Audience: ML platform engineers and integrators embedding ForgeLM in pipeline orchestrators (Airflow, Prefect, Dagster, Argo, Kubeflow) or invoking it from Jupyter notebooks. This page enumerates every public symbol re-exported from
forgelm, classifies it by stability tier, and lists the signatures that downstream consumers may pin against.Mirror: library_api_reference-tr.md
Companion guide:
../guides/library_api.md— three end-to-end worked examples.Design source:
../design/library_api.md(Phase 18).
ForgeLM ships a Python library API alongside the forgelm console script. The library surface is declared in forgelm/__init__.py via __all__, lazy-resolved through PEP 562 __getattr__, and type-hinted under TYPE_CHECKING so downstream mypy --strict consumers see real signatures. forgelm/py.typed ships in the wheel as the PEP 561 marker.
Three tiers govern the semver weight of every public symbol. A consumer that pins to a specific tier knows what to expect from a forgelm upgrade.
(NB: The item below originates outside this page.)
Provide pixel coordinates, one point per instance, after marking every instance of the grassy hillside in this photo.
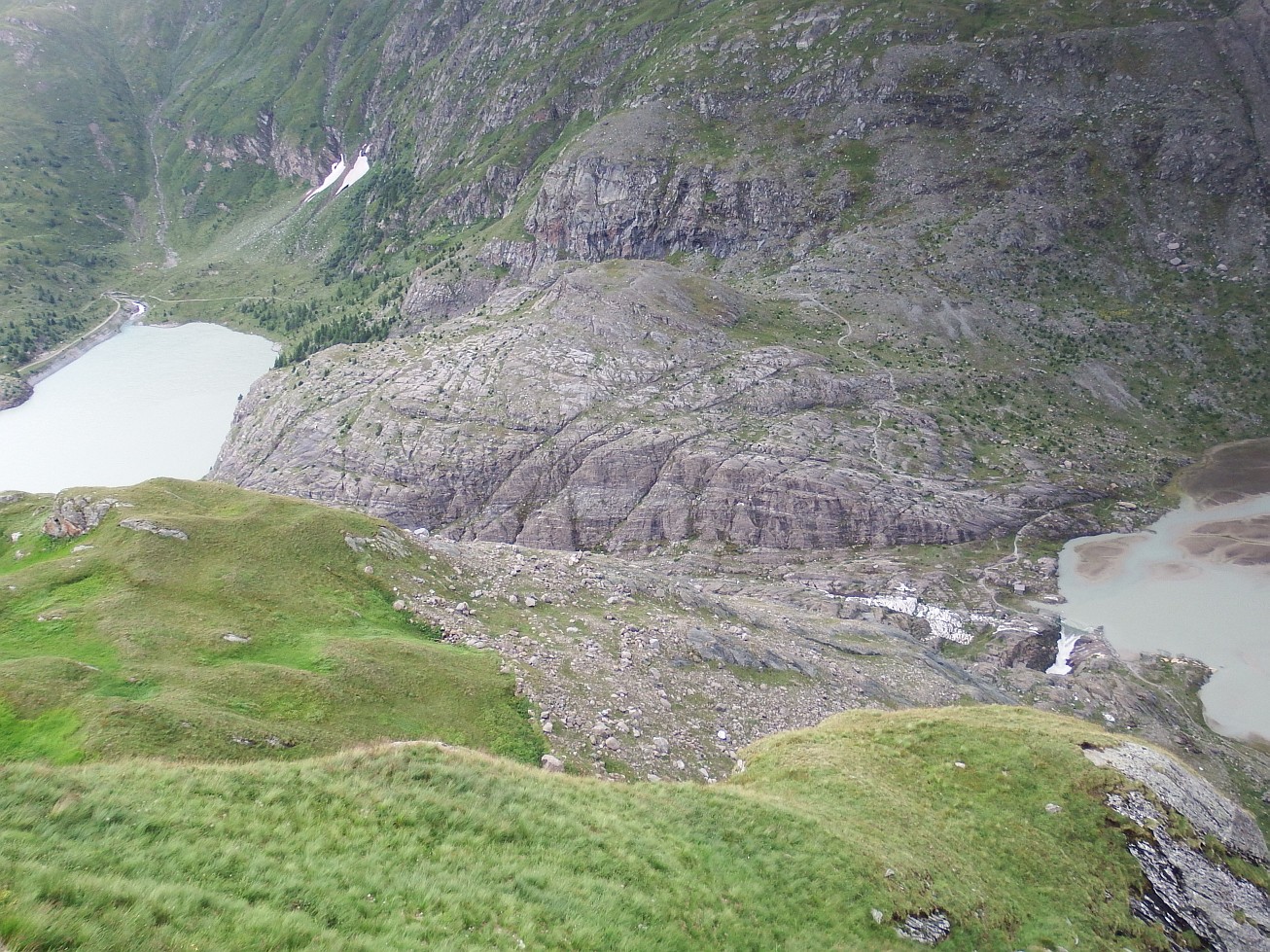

Semver-protected. A breaking change to any signature below requires a major version bump (__api_version__ MAJOR.MINOR.PATCH — see Versioning and deprecation policy). New optional parameters with defaults are non-breaking; renamed required parameters or removed return-shape fields are breaking.
Stable symbols are documented here, are 100% type-hinted, have at least one integration test under tests/test_library_api.py, and follow the deprecation cadence (deprecate in N, keep working in N+1, remove in N+2).
Best-effort. The shape may change in a minor release without a major bump. Operator copy at the call site flags lifecycle. Pin to a specific minor version if you depend on the current shape.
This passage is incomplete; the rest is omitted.